Speculation that terrorists could have brought down the plane were fueled by reports that two men boarded using stolen passports, but experts said this could easily have been a coincidence.

On Monday, Azharuddin said closed-circuit television footage showed that the men passed through normal security checks at the airport and were not of Asian appearance. Officials also said they have shared “biometric and visual” information about the men with US intelligence agents.
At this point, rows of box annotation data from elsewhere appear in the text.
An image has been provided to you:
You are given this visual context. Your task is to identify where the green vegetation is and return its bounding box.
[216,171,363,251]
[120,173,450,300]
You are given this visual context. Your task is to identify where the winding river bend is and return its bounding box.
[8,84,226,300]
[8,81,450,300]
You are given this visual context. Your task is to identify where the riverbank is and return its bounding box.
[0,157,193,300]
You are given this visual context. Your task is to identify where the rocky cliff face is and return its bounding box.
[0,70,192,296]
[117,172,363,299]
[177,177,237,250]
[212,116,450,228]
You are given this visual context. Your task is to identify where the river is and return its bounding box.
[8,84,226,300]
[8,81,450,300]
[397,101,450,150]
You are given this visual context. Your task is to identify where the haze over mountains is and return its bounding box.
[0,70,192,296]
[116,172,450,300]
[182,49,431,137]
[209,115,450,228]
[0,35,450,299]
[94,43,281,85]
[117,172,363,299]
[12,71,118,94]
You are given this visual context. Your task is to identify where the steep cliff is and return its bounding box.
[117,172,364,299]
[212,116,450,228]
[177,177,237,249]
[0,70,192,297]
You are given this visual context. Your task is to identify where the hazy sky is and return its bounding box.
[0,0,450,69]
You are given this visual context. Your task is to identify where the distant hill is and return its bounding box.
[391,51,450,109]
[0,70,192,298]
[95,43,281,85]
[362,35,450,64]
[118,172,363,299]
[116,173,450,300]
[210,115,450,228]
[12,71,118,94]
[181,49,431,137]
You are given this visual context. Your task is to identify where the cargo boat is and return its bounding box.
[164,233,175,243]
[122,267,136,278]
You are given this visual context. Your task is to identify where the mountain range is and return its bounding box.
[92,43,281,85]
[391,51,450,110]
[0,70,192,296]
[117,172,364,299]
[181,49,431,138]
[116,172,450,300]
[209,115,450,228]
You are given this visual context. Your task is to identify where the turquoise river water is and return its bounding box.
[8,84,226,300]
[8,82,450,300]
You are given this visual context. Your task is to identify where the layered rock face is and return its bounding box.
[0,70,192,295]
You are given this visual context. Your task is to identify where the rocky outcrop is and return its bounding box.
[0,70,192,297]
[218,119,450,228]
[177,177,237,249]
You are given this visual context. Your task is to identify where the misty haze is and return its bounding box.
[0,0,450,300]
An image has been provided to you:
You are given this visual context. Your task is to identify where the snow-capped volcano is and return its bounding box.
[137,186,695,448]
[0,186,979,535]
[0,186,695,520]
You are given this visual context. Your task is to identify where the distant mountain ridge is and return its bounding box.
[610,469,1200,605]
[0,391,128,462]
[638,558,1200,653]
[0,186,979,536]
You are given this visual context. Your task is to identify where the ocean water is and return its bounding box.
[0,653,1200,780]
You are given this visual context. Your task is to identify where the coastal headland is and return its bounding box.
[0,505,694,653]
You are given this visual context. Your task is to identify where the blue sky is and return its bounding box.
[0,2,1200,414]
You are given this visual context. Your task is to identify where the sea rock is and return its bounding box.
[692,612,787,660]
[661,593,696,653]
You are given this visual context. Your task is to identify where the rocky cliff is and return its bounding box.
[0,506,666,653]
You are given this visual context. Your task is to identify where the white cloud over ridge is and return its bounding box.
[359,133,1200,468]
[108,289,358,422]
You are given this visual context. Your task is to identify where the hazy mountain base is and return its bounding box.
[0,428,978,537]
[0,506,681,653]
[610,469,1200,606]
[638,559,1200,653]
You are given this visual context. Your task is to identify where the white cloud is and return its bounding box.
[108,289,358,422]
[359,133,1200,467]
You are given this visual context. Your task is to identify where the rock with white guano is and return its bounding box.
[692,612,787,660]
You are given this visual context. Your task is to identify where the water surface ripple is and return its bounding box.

Authorities on Monday questioned travel agents at a beach resort in Pattaya, Thailand, about the two men, the Associated Press reported. Investigators have not made their names public.

Thailand police Lieutenant Colonel Ratchthapong Tia-sood said the travel agency was contacted by an Iranian man known only as ‘‘Mr. Ali’’ to book the tickets for the two men, the AP said.

Luigi Maraldi, 37, of Italy and Christian Kozel, 30, of Austria were initially listed among the plane’s passengers, but both were subsequently found to be safe — and to have reported their passports stolen long ago.

Booking information accessed through the KLM website showed that the passengers using the passports had adjacent ticket numbers and were both booked on a subsequent flight from Beijing to Amsterdam.

One, traveling under Maraldi’s name, was to continue to Copenhagen and the other to Frankfurt. Azharuddin said investigators were looking at whether the two men who boarded were linked to a “stolen passports syndicate.”

Earlier, he said five other passengers checked in for the flight but never boarded. He insisted that their baggage was removed before the plane took off.

The Malaysia Airlines flight reportedly was being tracked by radar when its transponder went dark. There were no radio transmissions to indicate that anything was amiss aboard the plane. Both the transponder signals and radio communication are controlled by the pilot, who can also turn off the voice recorder.

That’s what investigators believe happened aboard SilkAir Flight 185 before it spiraled to the ground in Indonesia in 1997, killing 97 passengers and seven crew members.

EgyptAir Flight 990 also has received renewed attention after the Malaysia Airlines flight went missing. The 1999 Egyptian flight crashed into the Atlantic south of Nantucket, killing 217 people. US investigators concluded that the crash was caused by crew member Gameel Al-Batouti.

In a phone interview Monday, a spokesman for the US Navy’s Seventh Fleet, Commander William Marks, confirmed that the USS Pinckney has joined the search for the Malaysia Airlines jet. Marks told the BBC that the destroyer and the helicopters it carries have infrared, sonar, and other search capabilities and can also listen for any signal emitted from the plane’s black box.

On Monday, hopes briefly centered on an object that authorities said might have been a lifejacket. But when a Vietnamese helicopter recovered the piece of flotsam, it was identified as “a moss-covered cap of a cable reel,” the Civil Aviation Authority of Vietnam said.